Stormwarden by Janny Wurts

Stormwarden by Janny Wurts

Author:Janny Wurts [Wurts, Janny]
Language: eng
Format: epub, mobi
Tags: Fiction, Fantasy, Epic, Science Fiction, General, Fantasy Fiction
ISBN: 9780246134141
Publisher: Grafton
Published: 1984-12-01T08:00:00+00:00


* * *

The Sathid spread swiftly through Taen's body. Triggered by warmth and the presence of life, it germinated and groped, instinctively as a newborn child, for awareness of its new host. Impressed by Taen's own character, the Sathid began patterning itself to mesh with her mind. The sensitive psychic empathy of her gift opened like a gateway to her innermost self. Guided by the Sathid's need to explore, Taen began to dream of her past.
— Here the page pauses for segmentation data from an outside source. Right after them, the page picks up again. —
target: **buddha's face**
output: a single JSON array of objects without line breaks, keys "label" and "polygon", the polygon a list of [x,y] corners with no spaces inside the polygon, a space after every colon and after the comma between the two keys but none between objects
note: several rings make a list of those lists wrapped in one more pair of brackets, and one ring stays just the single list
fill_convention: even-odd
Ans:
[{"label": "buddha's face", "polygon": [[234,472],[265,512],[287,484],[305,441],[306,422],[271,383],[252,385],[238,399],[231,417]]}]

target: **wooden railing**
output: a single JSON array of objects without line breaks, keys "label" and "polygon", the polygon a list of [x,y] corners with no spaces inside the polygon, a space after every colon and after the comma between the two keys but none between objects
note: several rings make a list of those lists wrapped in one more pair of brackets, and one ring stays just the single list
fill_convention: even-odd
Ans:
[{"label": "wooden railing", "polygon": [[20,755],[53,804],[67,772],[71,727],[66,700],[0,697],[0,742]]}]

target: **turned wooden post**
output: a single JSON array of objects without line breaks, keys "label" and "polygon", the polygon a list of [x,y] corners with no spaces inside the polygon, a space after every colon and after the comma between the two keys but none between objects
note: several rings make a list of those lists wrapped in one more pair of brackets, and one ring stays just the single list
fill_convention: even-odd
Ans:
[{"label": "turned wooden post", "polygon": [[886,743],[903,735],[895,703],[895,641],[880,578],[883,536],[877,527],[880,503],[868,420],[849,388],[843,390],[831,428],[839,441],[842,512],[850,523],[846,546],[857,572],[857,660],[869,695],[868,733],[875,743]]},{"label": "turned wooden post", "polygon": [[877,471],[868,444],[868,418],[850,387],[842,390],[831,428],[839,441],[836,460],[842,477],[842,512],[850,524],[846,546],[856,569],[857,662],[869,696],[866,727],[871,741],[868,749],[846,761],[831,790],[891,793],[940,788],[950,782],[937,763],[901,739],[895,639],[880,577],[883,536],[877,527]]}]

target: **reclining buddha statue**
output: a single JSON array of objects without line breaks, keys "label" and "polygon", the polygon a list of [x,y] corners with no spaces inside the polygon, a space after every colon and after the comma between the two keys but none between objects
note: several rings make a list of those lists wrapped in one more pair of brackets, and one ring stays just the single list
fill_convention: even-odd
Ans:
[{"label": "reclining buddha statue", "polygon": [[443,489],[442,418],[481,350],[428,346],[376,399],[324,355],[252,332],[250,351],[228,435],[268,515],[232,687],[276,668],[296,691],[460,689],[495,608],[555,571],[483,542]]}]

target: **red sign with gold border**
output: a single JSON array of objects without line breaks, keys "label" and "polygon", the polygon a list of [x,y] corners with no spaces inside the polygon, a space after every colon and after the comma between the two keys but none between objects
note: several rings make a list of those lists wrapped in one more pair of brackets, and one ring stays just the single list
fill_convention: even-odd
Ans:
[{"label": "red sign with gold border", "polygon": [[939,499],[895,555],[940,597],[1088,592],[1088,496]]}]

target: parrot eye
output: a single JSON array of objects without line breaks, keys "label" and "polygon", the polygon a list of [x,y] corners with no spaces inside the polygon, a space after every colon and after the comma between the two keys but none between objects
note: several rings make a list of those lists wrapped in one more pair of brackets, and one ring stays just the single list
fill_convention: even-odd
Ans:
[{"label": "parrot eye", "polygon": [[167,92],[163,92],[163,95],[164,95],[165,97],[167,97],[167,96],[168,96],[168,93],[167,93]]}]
Time meant nothing to the matrix. From the moment of birth to the first acquisition of language, it experienced the girl's memories, analyzing even the most trifling details. Through her memories, it learned to walk, to speak and to reason. Sharing a stolen tart in the alley behind the bakeshop it discovered duplicity, and from her first lie it gained cunning. Taen dreamed on, at first unaware a foreign entity inhabited her awareness.

Carried back to the age of two, she sat in her mother's lap, playing with shells, while the gusts of an afternoon squall battered the windowpanes and rain fell in hissing sheets down the chimney. Taen concentrated singlemindedly on her game, uneasy in the strange surroundings of her cousins' house. But Uncle Evertt tossed in his cot, sick with a fever. Her mother tended him while Emien and their father were off fishing in the sloop.

Thunder rumbled overhead, shaking the floor with its violence. The girl cowered against her mother's breast, small fists clenched around her shells. Suddenly, horribly, she had difficulty breathing. Taen choked, red-faced, and struggled not to cry; she had promised to be quiet, and let Uncle Evertt sleep. But the air seemed thick as syrup in her lungs. A sharp, tearing pain gripped her chest. Taen felt dizzy. Tears traced silently down her cheeks and soaked into the neck of her wool shift. And alerted by the quiver in her daughter's body, her mother lifted her up.

"Child, what in Kor's Fires ails you?" She peered anxiously at her daughter's face.

Yet Taen knew no words to explain what her mind envisioned, that her father struggled for his life, entangled in a net under the sloop's dark keel. Too young to comprehend his death, she laid her head against her mother's shoulder and wept. And the Sathid, sensing discord in her life, probed deeper.

Three days later, the townsfolk brought Emien home. Taen heard the scrape of boots on the brick sill of the kitchen door. Men spoke in hushed voices in the next room, and suddenly her mother cried aloud in anguish. Alarmed, Taen peeked around the door, her rag doll forgotten in her arms. She saw Emien standing among strangers, still clad in his oilskins. Her brother's clothing dripped seawater, and he stared with unresponsive eyes at the floor while the men talked.

"We found him adrift beyond the reef," said the tall man to her mother. "The sloop took some damage in the storm, but repairs can be made. The shipwright offered his services for nothing."

Taen saw her mother straighten in her chair.